One major effect it has in urban areas is a decline in air and water quality. Many cities in developing nations have vast slums with little access to clean water or modern sanitation. This can cause the spread of epidemic diseases and has a negative impact on health. In rural areas, overpopulation can result in overgrazing (the so-called "tragedy of the commons"), depleted water tables, and increasingly over-farmed and infertile land.
There are two different responses to this. While some people may have large families to increase potential income and increase the odds of children surviving to adulthood, a more common response is to limit childbearing. In wealthier nations, overpopulation may contribute to declining birth rates. In the developing world, limiting childbearing combined with a preference for male children can lead to gender-selective abortion and skewed gender ratios.
Overpopulation has economic and social impacts on families. When overpopulation occurs, this can lead to a surplus of workers, shortage of housing, and a possible shortage of supplies and materials. These will have a negative impact on families. An oversupply of workers means wages will drop. Families may have less income to spend. A shortage of housing and supplies means prices for these things will rise. This decreased income coupled with increased costs will negatively impact families.
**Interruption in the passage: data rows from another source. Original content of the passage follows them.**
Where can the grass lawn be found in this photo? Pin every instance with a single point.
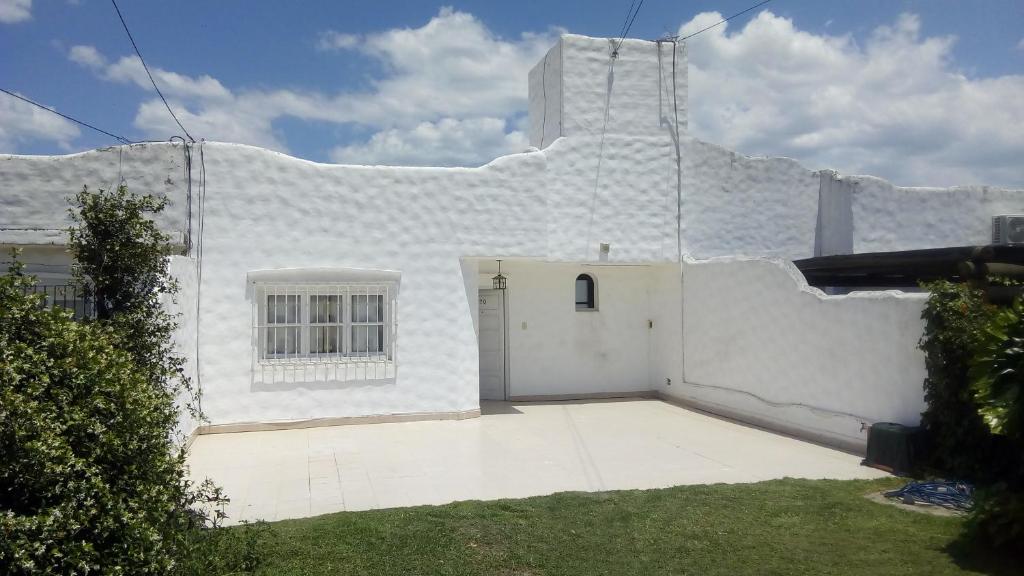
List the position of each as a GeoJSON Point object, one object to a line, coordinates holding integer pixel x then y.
{"type": "Point", "coordinates": [777, 527]}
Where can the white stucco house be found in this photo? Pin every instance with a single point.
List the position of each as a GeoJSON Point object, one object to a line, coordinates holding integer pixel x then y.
{"type": "Point", "coordinates": [636, 259]}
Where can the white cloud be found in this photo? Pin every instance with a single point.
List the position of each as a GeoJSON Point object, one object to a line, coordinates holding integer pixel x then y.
{"type": "Point", "coordinates": [333, 40]}
{"type": "Point", "coordinates": [87, 55]}
{"type": "Point", "coordinates": [452, 85]}
{"type": "Point", "coordinates": [449, 141]}
{"type": "Point", "coordinates": [22, 122]}
{"type": "Point", "coordinates": [14, 10]}
{"type": "Point", "coordinates": [896, 107]}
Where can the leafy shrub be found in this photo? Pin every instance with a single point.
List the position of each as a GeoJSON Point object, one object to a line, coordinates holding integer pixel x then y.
{"type": "Point", "coordinates": [975, 415]}
{"type": "Point", "coordinates": [955, 320]}
{"type": "Point", "coordinates": [91, 479]}
{"type": "Point", "coordinates": [121, 262]}
{"type": "Point", "coordinates": [88, 481]}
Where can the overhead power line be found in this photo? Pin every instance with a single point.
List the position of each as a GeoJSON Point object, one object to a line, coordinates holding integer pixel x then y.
{"type": "Point", "coordinates": [631, 15]}
{"type": "Point", "coordinates": [146, 68]}
{"type": "Point", "coordinates": [723, 21]}
{"type": "Point", "coordinates": [65, 116]}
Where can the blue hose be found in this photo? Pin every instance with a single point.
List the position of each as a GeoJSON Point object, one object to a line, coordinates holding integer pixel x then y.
{"type": "Point", "coordinates": [952, 495]}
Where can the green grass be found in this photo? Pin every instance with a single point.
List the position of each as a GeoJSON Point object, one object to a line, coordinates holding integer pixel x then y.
{"type": "Point", "coordinates": [778, 527]}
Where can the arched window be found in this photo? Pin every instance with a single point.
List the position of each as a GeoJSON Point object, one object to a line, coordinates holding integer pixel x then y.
{"type": "Point", "coordinates": [586, 296]}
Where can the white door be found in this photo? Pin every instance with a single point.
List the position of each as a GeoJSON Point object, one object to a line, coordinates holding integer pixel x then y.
{"type": "Point", "coordinates": [492, 344]}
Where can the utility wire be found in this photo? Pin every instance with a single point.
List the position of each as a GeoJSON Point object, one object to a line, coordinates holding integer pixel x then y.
{"type": "Point", "coordinates": [622, 30]}
{"type": "Point", "coordinates": [628, 24]}
{"type": "Point", "coordinates": [146, 68]}
{"type": "Point", "coordinates": [65, 116]}
{"type": "Point", "coordinates": [723, 21]}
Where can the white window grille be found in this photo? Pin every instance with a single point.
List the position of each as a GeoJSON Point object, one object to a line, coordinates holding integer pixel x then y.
{"type": "Point", "coordinates": [349, 328]}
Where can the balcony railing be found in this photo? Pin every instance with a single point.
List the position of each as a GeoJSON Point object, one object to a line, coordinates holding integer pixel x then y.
{"type": "Point", "coordinates": [70, 296]}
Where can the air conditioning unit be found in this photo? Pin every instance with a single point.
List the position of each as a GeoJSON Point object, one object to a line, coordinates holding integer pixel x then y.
{"type": "Point", "coordinates": [1008, 229]}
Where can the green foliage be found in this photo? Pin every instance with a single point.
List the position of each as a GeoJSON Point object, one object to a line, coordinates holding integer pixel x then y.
{"type": "Point", "coordinates": [121, 262]}
{"type": "Point", "coordinates": [91, 479]}
{"type": "Point", "coordinates": [975, 394]}
{"type": "Point", "coordinates": [997, 372]}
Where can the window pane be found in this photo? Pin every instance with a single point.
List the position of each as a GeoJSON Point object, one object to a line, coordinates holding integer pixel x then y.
{"type": "Point", "coordinates": [283, 309]}
{"type": "Point", "coordinates": [368, 307]}
{"type": "Point", "coordinates": [368, 339]}
{"type": "Point", "coordinates": [282, 340]}
{"type": "Point", "coordinates": [324, 339]}
{"type": "Point", "coordinates": [582, 290]}
{"type": "Point", "coordinates": [324, 310]}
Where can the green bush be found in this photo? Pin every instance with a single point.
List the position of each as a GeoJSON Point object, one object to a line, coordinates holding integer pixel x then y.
{"type": "Point", "coordinates": [87, 482]}
{"type": "Point", "coordinates": [975, 414]}
{"type": "Point", "coordinates": [955, 321]}
{"type": "Point", "coordinates": [91, 478]}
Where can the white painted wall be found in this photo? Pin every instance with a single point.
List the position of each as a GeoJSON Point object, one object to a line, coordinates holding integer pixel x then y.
{"type": "Point", "coordinates": [748, 325]}
{"type": "Point", "coordinates": [736, 205]}
{"type": "Point", "coordinates": [556, 350]}
{"type": "Point", "coordinates": [889, 217]}
{"type": "Point", "coordinates": [583, 90]}
{"type": "Point", "coordinates": [34, 190]}
{"type": "Point", "coordinates": [762, 345]}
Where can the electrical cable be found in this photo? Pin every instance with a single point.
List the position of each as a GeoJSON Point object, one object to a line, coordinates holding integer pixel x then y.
{"type": "Point", "coordinates": [614, 53]}
{"type": "Point", "coordinates": [721, 22]}
{"type": "Point", "coordinates": [122, 139]}
{"type": "Point", "coordinates": [147, 73]}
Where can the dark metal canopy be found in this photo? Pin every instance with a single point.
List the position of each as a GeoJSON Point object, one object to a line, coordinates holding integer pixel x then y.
{"type": "Point", "coordinates": [909, 268]}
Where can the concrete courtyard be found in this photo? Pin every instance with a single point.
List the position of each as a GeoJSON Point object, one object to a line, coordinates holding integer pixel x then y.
{"type": "Point", "coordinates": [514, 450]}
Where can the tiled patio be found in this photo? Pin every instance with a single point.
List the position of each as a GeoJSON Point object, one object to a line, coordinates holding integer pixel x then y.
{"type": "Point", "coordinates": [514, 450]}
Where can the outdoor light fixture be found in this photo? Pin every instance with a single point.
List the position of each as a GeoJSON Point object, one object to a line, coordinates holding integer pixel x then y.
{"type": "Point", "coordinates": [499, 281]}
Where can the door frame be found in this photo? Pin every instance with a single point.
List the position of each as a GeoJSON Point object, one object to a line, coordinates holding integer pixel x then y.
{"type": "Point", "coordinates": [506, 386]}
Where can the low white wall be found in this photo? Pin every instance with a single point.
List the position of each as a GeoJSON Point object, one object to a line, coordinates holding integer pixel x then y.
{"type": "Point", "coordinates": [556, 350]}
{"type": "Point", "coordinates": [761, 345]}
{"type": "Point", "coordinates": [890, 217]}
{"type": "Point", "coordinates": [737, 205]}
{"type": "Point", "coordinates": [34, 190]}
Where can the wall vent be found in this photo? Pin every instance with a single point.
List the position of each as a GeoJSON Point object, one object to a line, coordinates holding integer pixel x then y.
{"type": "Point", "coordinates": [1008, 230]}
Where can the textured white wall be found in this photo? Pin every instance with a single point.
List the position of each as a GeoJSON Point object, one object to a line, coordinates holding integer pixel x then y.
{"type": "Point", "coordinates": [889, 217]}
{"type": "Point", "coordinates": [736, 205]}
{"type": "Point", "coordinates": [545, 82]}
{"type": "Point", "coordinates": [754, 326]}
{"type": "Point", "coordinates": [612, 182]}
{"type": "Point", "coordinates": [585, 91]}
{"type": "Point", "coordinates": [34, 190]}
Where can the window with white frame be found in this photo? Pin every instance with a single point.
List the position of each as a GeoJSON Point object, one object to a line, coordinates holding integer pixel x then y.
{"type": "Point", "coordinates": [335, 322]}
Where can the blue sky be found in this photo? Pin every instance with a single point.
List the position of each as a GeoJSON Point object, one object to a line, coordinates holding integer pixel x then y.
{"type": "Point", "coordinates": [922, 92]}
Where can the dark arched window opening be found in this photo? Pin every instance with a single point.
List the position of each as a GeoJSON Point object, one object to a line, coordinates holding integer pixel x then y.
{"type": "Point", "coordinates": [586, 297]}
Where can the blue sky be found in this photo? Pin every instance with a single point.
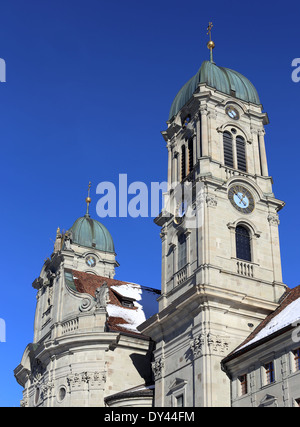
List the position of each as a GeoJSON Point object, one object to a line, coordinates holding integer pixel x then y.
{"type": "Point", "coordinates": [88, 91]}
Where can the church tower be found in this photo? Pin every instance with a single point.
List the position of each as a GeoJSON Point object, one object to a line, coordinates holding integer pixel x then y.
{"type": "Point", "coordinates": [221, 267]}
{"type": "Point", "coordinates": [86, 349]}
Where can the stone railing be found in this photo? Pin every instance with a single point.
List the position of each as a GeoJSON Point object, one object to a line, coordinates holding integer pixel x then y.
{"type": "Point", "coordinates": [70, 326]}
{"type": "Point", "coordinates": [244, 268]}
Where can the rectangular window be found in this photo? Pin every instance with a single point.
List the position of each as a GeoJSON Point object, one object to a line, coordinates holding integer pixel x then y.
{"type": "Point", "coordinates": [183, 163]}
{"type": "Point", "coordinates": [297, 359]}
{"type": "Point", "coordinates": [191, 155]}
{"type": "Point", "coordinates": [244, 384]}
{"type": "Point", "coordinates": [241, 153]}
{"type": "Point", "coordinates": [179, 401]}
{"type": "Point", "coordinates": [228, 151]}
{"type": "Point", "coordinates": [181, 251]}
{"type": "Point", "coordinates": [269, 368]}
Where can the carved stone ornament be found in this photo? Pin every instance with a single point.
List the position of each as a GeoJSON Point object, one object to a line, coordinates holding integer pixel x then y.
{"type": "Point", "coordinates": [211, 201]}
{"type": "Point", "coordinates": [218, 344]}
{"type": "Point", "coordinates": [101, 295]}
{"type": "Point", "coordinates": [157, 368]}
{"type": "Point", "coordinates": [196, 345]}
{"type": "Point", "coordinates": [86, 304]}
{"type": "Point", "coordinates": [273, 219]}
{"type": "Point", "coordinates": [94, 380]}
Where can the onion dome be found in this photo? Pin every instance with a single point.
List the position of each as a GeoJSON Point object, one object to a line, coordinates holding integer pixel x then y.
{"type": "Point", "coordinates": [222, 79]}
{"type": "Point", "coordinates": [91, 233]}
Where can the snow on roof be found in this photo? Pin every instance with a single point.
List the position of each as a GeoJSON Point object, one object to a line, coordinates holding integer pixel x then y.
{"type": "Point", "coordinates": [120, 318]}
{"type": "Point", "coordinates": [288, 316]}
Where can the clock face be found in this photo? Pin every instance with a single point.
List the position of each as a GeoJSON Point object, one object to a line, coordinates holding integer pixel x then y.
{"type": "Point", "coordinates": [90, 261]}
{"type": "Point", "coordinates": [232, 113]}
{"type": "Point", "coordinates": [241, 199]}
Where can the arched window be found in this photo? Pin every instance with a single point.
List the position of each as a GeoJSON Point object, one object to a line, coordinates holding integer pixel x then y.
{"type": "Point", "coordinates": [241, 153]}
{"type": "Point", "coordinates": [228, 151]}
{"type": "Point", "coordinates": [243, 243]}
{"type": "Point", "coordinates": [183, 163]}
{"type": "Point", "coordinates": [181, 251]}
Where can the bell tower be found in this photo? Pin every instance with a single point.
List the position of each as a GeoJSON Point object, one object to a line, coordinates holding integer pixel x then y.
{"type": "Point", "coordinates": [221, 266]}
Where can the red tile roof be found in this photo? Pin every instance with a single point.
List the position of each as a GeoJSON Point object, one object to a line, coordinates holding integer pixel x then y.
{"type": "Point", "coordinates": [287, 298]}
{"type": "Point", "coordinates": [88, 283]}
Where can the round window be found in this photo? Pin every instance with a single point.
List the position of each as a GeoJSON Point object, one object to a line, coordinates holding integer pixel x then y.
{"type": "Point", "coordinates": [232, 112]}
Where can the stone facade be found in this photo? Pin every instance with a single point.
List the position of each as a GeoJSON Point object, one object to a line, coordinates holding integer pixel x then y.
{"type": "Point", "coordinates": [265, 370]}
{"type": "Point", "coordinates": [79, 354]}
{"type": "Point", "coordinates": [211, 304]}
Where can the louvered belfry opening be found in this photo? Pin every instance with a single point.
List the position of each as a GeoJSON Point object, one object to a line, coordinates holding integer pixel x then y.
{"type": "Point", "coordinates": [191, 154]}
{"type": "Point", "coordinates": [241, 153]}
{"type": "Point", "coordinates": [243, 243]}
{"type": "Point", "coordinates": [183, 162]}
{"type": "Point", "coordinates": [228, 150]}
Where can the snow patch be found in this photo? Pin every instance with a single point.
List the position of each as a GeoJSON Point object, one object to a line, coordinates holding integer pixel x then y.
{"type": "Point", "coordinates": [286, 317]}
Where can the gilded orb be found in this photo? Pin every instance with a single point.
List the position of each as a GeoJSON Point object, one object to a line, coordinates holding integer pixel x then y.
{"type": "Point", "coordinates": [210, 44]}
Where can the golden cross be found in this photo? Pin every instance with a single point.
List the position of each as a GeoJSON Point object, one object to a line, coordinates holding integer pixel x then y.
{"type": "Point", "coordinates": [209, 28]}
{"type": "Point", "coordinates": [88, 199]}
{"type": "Point", "coordinates": [210, 44]}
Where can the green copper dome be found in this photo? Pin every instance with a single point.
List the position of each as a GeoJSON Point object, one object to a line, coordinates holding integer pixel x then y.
{"type": "Point", "coordinates": [223, 79]}
{"type": "Point", "coordinates": [92, 234]}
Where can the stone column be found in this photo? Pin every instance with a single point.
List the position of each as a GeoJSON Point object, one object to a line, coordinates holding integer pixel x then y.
{"type": "Point", "coordinates": [263, 155]}
{"type": "Point", "coordinates": [204, 131]}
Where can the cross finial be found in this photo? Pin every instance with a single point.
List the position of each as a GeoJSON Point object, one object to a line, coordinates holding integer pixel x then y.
{"type": "Point", "coordinates": [209, 28]}
{"type": "Point", "coordinates": [88, 200]}
{"type": "Point", "coordinates": [210, 44]}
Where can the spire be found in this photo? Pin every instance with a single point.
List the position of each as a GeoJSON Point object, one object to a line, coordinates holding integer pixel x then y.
{"type": "Point", "coordinates": [210, 44]}
{"type": "Point", "coordinates": [88, 201]}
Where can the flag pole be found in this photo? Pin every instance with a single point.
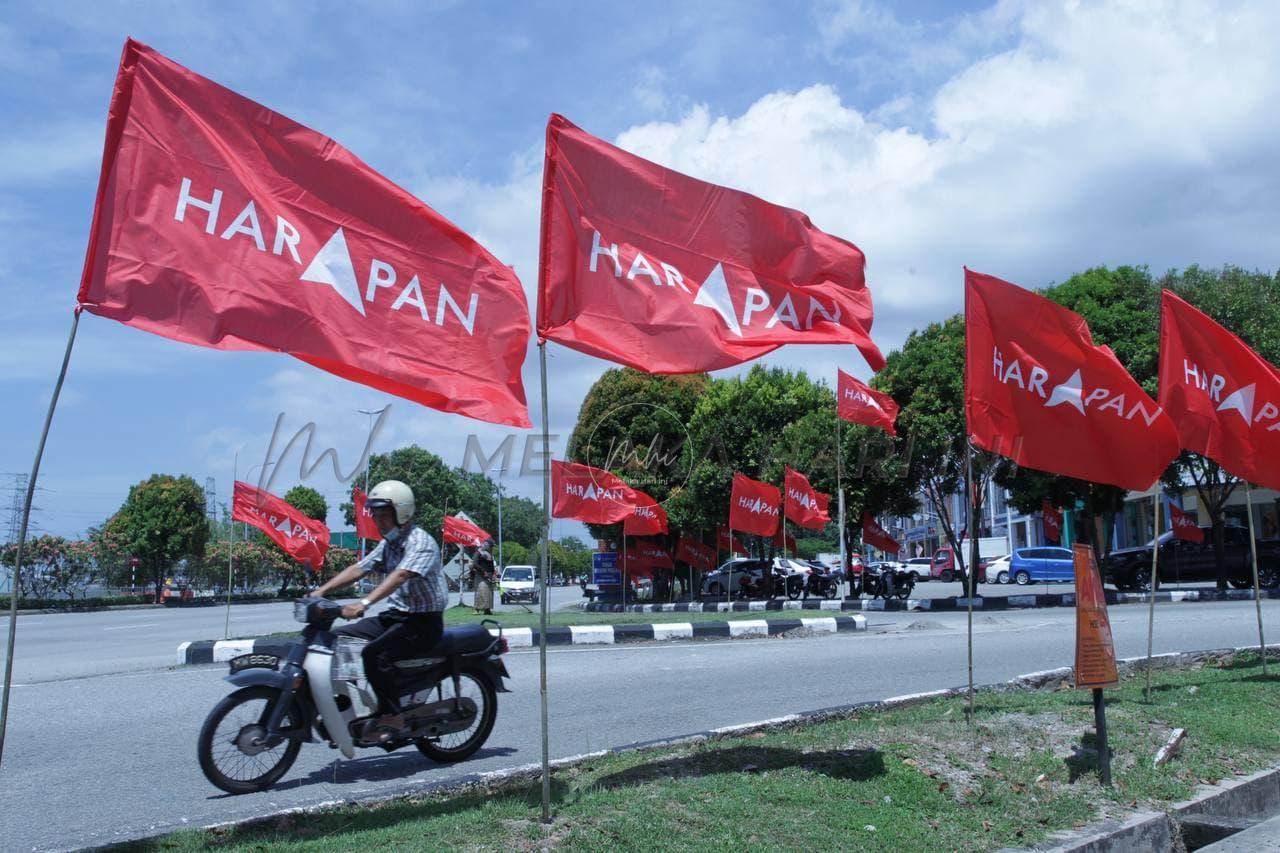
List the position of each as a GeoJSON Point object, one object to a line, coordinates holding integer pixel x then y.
{"type": "Point", "coordinates": [968, 450]}
{"type": "Point", "coordinates": [542, 597]}
{"type": "Point", "coordinates": [14, 587]}
{"type": "Point", "coordinates": [1151, 592]}
{"type": "Point", "coordinates": [231, 546]}
{"type": "Point", "coordinates": [1257, 591]}
{"type": "Point", "coordinates": [840, 497]}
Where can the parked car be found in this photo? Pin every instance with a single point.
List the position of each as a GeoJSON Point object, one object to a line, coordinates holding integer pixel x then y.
{"type": "Point", "coordinates": [1047, 564]}
{"type": "Point", "coordinates": [730, 575]}
{"type": "Point", "coordinates": [919, 566]}
{"type": "Point", "coordinates": [517, 584]}
{"type": "Point", "coordinates": [1129, 569]}
{"type": "Point", "coordinates": [996, 571]}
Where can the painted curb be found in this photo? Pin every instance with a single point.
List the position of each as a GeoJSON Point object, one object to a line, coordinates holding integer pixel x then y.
{"type": "Point", "coordinates": [955, 602]}
{"type": "Point", "coordinates": [223, 651]}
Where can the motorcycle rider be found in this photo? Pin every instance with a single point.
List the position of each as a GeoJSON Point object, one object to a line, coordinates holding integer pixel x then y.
{"type": "Point", "coordinates": [414, 583]}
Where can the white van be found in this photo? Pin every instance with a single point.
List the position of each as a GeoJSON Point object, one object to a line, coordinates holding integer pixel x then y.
{"type": "Point", "coordinates": [519, 584]}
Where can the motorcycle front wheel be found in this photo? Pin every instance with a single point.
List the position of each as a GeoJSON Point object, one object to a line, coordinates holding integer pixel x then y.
{"type": "Point", "coordinates": [456, 746]}
{"type": "Point", "coordinates": [232, 742]}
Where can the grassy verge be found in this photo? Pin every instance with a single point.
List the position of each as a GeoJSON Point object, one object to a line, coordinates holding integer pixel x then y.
{"type": "Point", "coordinates": [909, 779]}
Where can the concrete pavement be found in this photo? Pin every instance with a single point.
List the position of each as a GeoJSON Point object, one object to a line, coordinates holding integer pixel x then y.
{"type": "Point", "coordinates": [108, 757]}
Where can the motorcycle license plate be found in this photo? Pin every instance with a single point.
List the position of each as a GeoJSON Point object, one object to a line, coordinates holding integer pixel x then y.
{"type": "Point", "coordinates": [254, 661]}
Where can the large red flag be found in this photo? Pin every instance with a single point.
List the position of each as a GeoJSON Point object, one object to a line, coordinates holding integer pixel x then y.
{"type": "Point", "coordinates": [1184, 525]}
{"type": "Point", "coordinates": [722, 543]}
{"type": "Point", "coordinates": [1052, 518]}
{"type": "Point", "coordinates": [1223, 397]}
{"type": "Point", "coordinates": [803, 505]}
{"type": "Point", "coordinates": [754, 506]}
{"type": "Point", "coordinates": [647, 518]}
{"type": "Point", "coordinates": [1040, 391]}
{"type": "Point", "coordinates": [365, 527]}
{"type": "Point", "coordinates": [878, 537]}
{"type": "Point", "coordinates": [302, 538]}
{"type": "Point", "coordinates": [465, 533]}
{"type": "Point", "coordinates": [589, 493]}
{"type": "Point", "coordinates": [668, 274]}
{"type": "Point", "coordinates": [860, 404]}
{"type": "Point", "coordinates": [695, 553]}
{"type": "Point", "coordinates": [224, 224]}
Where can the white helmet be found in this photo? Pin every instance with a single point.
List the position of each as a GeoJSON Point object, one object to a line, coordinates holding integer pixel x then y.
{"type": "Point", "coordinates": [396, 495]}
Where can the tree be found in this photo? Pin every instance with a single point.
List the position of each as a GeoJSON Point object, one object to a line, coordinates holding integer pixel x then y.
{"type": "Point", "coordinates": [51, 566]}
{"type": "Point", "coordinates": [161, 523]}
{"type": "Point", "coordinates": [309, 502]}
{"type": "Point", "coordinates": [926, 379]}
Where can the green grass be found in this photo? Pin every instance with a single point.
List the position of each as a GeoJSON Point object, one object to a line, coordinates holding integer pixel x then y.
{"type": "Point", "coordinates": [922, 776]}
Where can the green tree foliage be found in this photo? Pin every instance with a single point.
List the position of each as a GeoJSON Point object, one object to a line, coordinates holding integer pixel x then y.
{"type": "Point", "coordinates": [439, 489]}
{"type": "Point", "coordinates": [307, 501]}
{"type": "Point", "coordinates": [51, 566]}
{"type": "Point", "coordinates": [161, 523]}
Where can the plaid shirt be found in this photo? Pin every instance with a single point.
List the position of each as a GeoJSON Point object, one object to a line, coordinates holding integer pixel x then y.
{"type": "Point", "coordinates": [417, 553]}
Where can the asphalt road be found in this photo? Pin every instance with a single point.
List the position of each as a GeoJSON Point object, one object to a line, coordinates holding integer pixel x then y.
{"type": "Point", "coordinates": [106, 757]}
{"type": "Point", "coordinates": [62, 646]}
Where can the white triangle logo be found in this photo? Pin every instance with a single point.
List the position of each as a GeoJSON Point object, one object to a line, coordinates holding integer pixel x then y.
{"type": "Point", "coordinates": [1240, 401]}
{"type": "Point", "coordinates": [1070, 392]}
{"type": "Point", "coordinates": [332, 267]}
{"type": "Point", "coordinates": [714, 295]}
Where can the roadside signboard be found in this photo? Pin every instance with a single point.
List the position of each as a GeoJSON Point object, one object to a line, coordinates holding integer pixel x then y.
{"type": "Point", "coordinates": [604, 569]}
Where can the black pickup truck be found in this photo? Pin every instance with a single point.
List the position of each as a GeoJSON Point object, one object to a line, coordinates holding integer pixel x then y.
{"type": "Point", "coordinates": [1129, 569]}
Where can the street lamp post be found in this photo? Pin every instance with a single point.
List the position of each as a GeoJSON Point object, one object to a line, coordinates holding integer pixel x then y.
{"type": "Point", "coordinates": [370, 413]}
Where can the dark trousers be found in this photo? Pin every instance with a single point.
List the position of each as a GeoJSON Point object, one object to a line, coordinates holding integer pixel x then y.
{"type": "Point", "coordinates": [393, 635]}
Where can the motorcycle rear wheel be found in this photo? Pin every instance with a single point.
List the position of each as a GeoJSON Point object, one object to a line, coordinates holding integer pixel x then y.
{"type": "Point", "coordinates": [223, 751]}
{"type": "Point", "coordinates": [449, 748]}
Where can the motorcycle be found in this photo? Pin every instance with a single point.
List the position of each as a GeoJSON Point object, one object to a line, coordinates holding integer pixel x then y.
{"type": "Point", "coordinates": [876, 582]}
{"type": "Point", "coordinates": [823, 583]}
{"type": "Point", "coordinates": [319, 690]}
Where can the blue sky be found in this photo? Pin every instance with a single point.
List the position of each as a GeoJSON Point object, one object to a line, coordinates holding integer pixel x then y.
{"type": "Point", "coordinates": [1028, 140]}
Families may also be impacted socially. Overcrowding could lead to more disease and pollution. It could lead to increased class size in schools since there would likely be more kids. If income levels drop, it could lead to increased poverty. This may cause crime to rise. If both parents are working, kids may be left unsupervised at times. This could cause issues if the kids get into trouble. It may also lead to increased child-care costs if parents are working.